Первая подборка лежит
тут
.
XXI.
Игра в дурачка
"Господь не любит глупых"
Экклезиаст
Разбегается листва из-под ног,
отработанный уже материал.
Вот и радости не стало, сынок.
Разбазарил, раздарил, растерял.
Вечер, площадь. Ветер зол. Ни души.
Xоть на миг раскрепостись, попляши,
погоняйся за листвою, пока
ты свободен для игры в дурачка.
Я встречал тебя везде. Ты был рад
попадаться на глаза. Словно знак
препинанья, останавливал взгляд
в центре строчки полустертых зевак.
Был назойлив, говорлив и нелеп.
Не просил ни на вино, ни на хлеб.
Разгораясь от кивка, от плевка,
"Радость, радость," - несся крик дурачка.
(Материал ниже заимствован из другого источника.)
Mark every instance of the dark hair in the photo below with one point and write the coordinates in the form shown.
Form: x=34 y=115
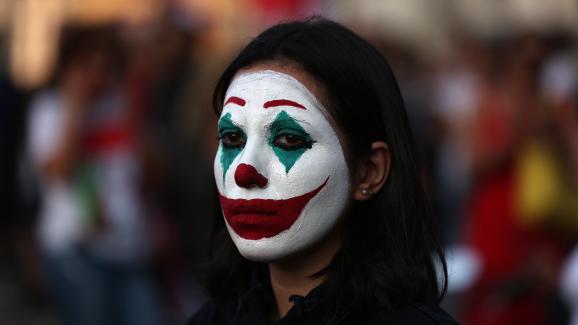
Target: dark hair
x=391 y=247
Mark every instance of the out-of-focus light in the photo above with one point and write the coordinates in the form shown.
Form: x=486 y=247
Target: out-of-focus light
x=33 y=34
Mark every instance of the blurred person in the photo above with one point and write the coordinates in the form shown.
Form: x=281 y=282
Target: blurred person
x=320 y=190
x=456 y=92
x=520 y=261
x=83 y=143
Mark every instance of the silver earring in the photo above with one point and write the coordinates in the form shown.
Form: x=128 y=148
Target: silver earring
x=366 y=192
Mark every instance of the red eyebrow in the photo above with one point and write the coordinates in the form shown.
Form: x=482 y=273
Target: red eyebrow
x=235 y=100
x=282 y=102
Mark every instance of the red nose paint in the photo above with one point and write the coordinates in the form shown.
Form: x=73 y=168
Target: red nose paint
x=247 y=176
x=264 y=218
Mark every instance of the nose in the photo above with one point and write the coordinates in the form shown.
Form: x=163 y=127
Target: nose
x=247 y=176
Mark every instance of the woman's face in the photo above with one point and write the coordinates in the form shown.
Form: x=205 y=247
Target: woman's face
x=280 y=168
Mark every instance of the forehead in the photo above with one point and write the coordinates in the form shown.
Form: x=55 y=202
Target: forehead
x=265 y=90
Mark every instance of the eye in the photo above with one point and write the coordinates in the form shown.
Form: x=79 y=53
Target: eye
x=232 y=139
x=289 y=141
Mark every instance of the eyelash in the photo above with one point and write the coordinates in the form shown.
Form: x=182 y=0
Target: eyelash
x=302 y=141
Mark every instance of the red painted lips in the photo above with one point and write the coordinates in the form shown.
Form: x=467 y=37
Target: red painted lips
x=263 y=218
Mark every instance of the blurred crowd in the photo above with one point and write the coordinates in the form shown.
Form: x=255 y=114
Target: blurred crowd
x=108 y=196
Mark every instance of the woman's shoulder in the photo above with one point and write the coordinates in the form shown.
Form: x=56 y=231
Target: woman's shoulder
x=218 y=311
x=418 y=314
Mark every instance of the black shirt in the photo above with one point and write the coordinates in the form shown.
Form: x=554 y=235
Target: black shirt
x=255 y=304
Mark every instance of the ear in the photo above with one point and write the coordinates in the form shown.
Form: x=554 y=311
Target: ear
x=372 y=172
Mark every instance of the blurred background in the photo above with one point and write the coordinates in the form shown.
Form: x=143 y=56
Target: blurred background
x=107 y=140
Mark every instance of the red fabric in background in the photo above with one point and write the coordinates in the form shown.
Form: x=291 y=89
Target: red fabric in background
x=514 y=287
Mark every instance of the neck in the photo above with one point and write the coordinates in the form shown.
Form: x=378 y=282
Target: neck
x=294 y=275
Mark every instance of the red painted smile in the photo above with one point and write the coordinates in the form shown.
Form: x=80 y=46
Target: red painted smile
x=263 y=218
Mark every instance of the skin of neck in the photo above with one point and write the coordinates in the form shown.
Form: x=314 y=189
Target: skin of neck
x=293 y=275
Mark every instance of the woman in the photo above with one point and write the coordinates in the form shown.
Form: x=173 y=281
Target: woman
x=319 y=188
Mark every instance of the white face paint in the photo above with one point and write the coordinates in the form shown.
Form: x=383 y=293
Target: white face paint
x=280 y=168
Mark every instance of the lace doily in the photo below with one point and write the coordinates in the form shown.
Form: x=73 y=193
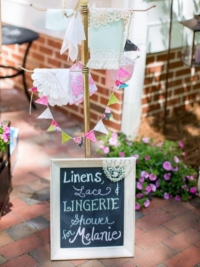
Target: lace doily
x=52 y=83
x=104 y=60
x=103 y=16
x=117 y=169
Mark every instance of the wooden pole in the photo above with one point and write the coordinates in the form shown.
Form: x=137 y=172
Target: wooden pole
x=0 y=30
x=84 y=59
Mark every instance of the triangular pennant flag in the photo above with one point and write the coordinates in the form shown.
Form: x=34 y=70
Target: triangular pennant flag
x=100 y=127
x=113 y=100
x=107 y=114
x=91 y=136
x=123 y=73
x=78 y=140
x=46 y=114
x=65 y=137
x=54 y=127
x=122 y=86
x=33 y=90
x=43 y=101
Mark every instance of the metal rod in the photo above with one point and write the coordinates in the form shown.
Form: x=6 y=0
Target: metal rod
x=85 y=71
x=167 y=66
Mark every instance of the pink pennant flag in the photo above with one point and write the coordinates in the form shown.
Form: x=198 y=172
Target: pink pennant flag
x=90 y=135
x=123 y=73
x=33 y=89
x=43 y=101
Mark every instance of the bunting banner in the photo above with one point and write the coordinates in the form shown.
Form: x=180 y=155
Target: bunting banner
x=107 y=114
x=113 y=100
x=123 y=73
x=100 y=127
x=43 y=101
x=91 y=136
x=46 y=114
x=54 y=127
x=65 y=137
x=122 y=86
x=78 y=141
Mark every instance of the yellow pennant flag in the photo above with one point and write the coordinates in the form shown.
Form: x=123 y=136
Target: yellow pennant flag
x=65 y=138
x=113 y=100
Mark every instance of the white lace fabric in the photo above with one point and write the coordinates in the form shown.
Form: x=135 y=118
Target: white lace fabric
x=103 y=16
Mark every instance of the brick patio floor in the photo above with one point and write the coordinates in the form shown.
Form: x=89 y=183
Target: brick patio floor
x=166 y=234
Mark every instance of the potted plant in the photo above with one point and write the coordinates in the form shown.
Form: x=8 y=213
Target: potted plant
x=160 y=168
x=5 y=173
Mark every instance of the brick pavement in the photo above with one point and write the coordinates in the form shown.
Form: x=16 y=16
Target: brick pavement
x=167 y=234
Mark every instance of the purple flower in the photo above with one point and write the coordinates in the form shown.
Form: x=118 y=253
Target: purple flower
x=177 y=198
x=121 y=154
x=158 y=183
x=180 y=144
x=144 y=174
x=139 y=195
x=139 y=186
x=153 y=187
x=141 y=179
x=193 y=190
x=137 y=206
x=176 y=159
x=135 y=156
x=148 y=189
x=145 y=140
x=167 y=176
x=167 y=166
x=105 y=149
x=146 y=203
x=175 y=169
x=152 y=177
x=166 y=195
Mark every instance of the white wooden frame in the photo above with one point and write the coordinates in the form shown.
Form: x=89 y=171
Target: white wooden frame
x=127 y=250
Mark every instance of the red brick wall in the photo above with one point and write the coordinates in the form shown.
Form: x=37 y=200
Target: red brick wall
x=184 y=83
x=183 y=89
x=45 y=53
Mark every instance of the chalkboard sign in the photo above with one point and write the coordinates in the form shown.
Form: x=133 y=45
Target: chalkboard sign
x=89 y=211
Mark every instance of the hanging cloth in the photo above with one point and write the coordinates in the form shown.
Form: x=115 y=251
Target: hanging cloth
x=73 y=36
x=56 y=21
x=54 y=84
x=106 y=37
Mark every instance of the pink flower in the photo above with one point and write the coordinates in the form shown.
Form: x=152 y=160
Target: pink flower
x=137 y=206
x=176 y=159
x=121 y=154
x=148 y=189
x=139 y=195
x=135 y=156
x=152 y=177
x=167 y=166
x=139 y=186
x=153 y=187
x=166 y=195
x=147 y=157
x=144 y=174
x=177 y=198
x=105 y=149
x=145 y=140
x=167 y=176
x=141 y=179
x=180 y=144
x=175 y=169
x=193 y=190
x=146 y=203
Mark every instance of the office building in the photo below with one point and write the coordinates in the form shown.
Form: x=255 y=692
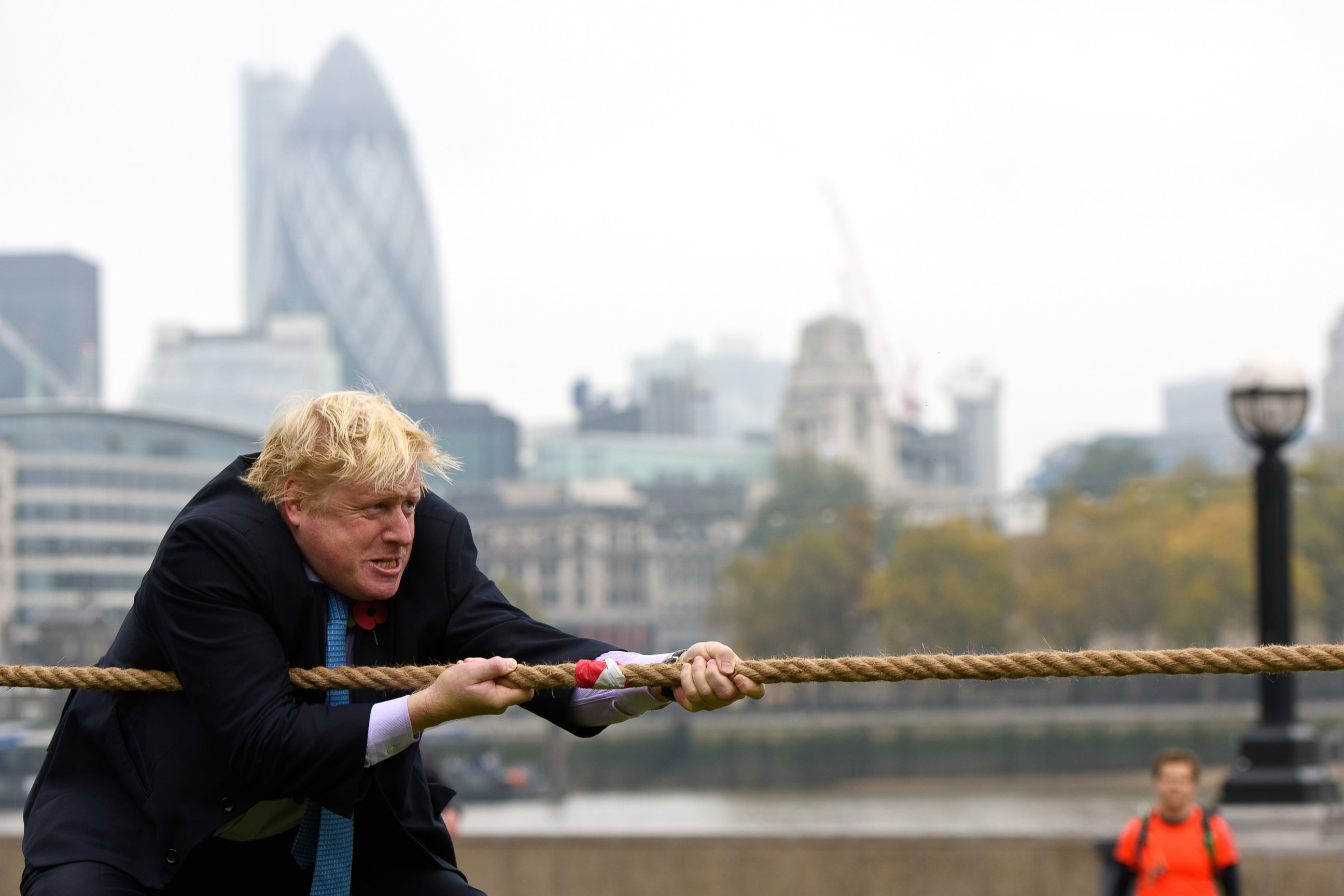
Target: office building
x=727 y=393
x=644 y=458
x=975 y=395
x=484 y=442
x=343 y=231
x=49 y=327
x=240 y=378
x=85 y=497
x=632 y=566
x=834 y=405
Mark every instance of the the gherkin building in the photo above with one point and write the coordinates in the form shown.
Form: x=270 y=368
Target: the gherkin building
x=342 y=229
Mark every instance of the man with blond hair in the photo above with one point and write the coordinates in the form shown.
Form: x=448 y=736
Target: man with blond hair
x=303 y=556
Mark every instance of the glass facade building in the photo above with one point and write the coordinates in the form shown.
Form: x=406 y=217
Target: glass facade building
x=49 y=310
x=343 y=230
x=85 y=497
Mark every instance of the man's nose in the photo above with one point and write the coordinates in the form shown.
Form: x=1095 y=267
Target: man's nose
x=400 y=530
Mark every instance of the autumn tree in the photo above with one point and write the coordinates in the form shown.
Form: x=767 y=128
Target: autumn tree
x=804 y=594
x=1319 y=535
x=808 y=494
x=948 y=586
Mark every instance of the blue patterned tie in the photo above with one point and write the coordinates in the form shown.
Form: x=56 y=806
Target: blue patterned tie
x=326 y=838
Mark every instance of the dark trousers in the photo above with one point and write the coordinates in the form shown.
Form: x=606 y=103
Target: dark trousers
x=386 y=861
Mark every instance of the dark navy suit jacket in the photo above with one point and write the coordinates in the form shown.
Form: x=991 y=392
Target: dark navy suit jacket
x=137 y=779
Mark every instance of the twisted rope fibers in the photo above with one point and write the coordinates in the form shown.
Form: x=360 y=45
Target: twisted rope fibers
x=916 y=667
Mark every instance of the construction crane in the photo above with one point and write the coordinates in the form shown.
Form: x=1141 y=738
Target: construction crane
x=38 y=369
x=857 y=299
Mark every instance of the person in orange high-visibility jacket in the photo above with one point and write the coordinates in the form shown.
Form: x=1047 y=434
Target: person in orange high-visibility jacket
x=1179 y=848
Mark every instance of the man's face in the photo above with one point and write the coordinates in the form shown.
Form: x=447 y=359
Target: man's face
x=1175 y=786
x=360 y=542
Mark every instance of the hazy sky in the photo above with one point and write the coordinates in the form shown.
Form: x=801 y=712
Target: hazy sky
x=1092 y=199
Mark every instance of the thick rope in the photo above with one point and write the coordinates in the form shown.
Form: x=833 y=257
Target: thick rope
x=1039 y=664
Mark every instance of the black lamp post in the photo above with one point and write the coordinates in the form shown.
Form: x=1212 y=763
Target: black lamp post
x=1280 y=760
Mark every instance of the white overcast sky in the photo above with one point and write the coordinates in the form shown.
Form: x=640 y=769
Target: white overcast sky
x=1093 y=199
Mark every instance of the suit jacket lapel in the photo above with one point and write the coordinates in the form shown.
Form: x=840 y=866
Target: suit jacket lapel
x=375 y=648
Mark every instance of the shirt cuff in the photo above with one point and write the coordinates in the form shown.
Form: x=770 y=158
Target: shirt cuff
x=389 y=730
x=594 y=708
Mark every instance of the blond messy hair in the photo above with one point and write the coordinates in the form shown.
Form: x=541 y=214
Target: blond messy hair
x=343 y=438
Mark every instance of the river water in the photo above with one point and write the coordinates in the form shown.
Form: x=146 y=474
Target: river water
x=721 y=815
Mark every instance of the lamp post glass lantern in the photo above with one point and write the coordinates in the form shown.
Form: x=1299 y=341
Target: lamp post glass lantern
x=1280 y=760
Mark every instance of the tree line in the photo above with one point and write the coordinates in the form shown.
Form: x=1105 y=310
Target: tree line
x=1136 y=559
Недоумочному радость дана,
как рябина снегирю в январе.
Ни обида, ни тоска, ни вина -
козырные дамы в нашей игре, -
неспособны разыграть дурачка,
а как выпадут вина, и тоска,
и обида - тут последний балда
не избегнет поумнеть навсегда.
"Радость, радость".. Отчего же давно
в блеклом воздухе не носится твой
птичий клекот, и небесное дно
не танцует над твоей головой?
Небом избранный, шалун, егоза,
спотыкаясь, опускаешь глаза,
но мерещится повсюду она,
словно к роговице прикреплена, -
на скамейке, на балконе, в толпе,
в непроглядной подворотенной тьме -
дама в черном, что досталась тебе,
и когда-нибудь, да выпадет мне.
Мне-то проще, - я, как мышь цвета беж,
в лабиринте веры спрячусь... Тебе ж
остается мерить мелким шажком
площадь эту, не подняв головы
на прохожего, который, увы, -
слава Богу, - не рожден дурачком.
(c)
Ashsa
XXII.
* * *
В декабре в России пакуют мешками пух,
Рубят ёлки, кормят из рук белоснежных мух,
Лепят баб, и прошлое перетирают в труху.
В декабре Россия считает своих старух,
Роковым числом ранит память и режет слух,
Отзываясь болью в груди и бессильем - в паху.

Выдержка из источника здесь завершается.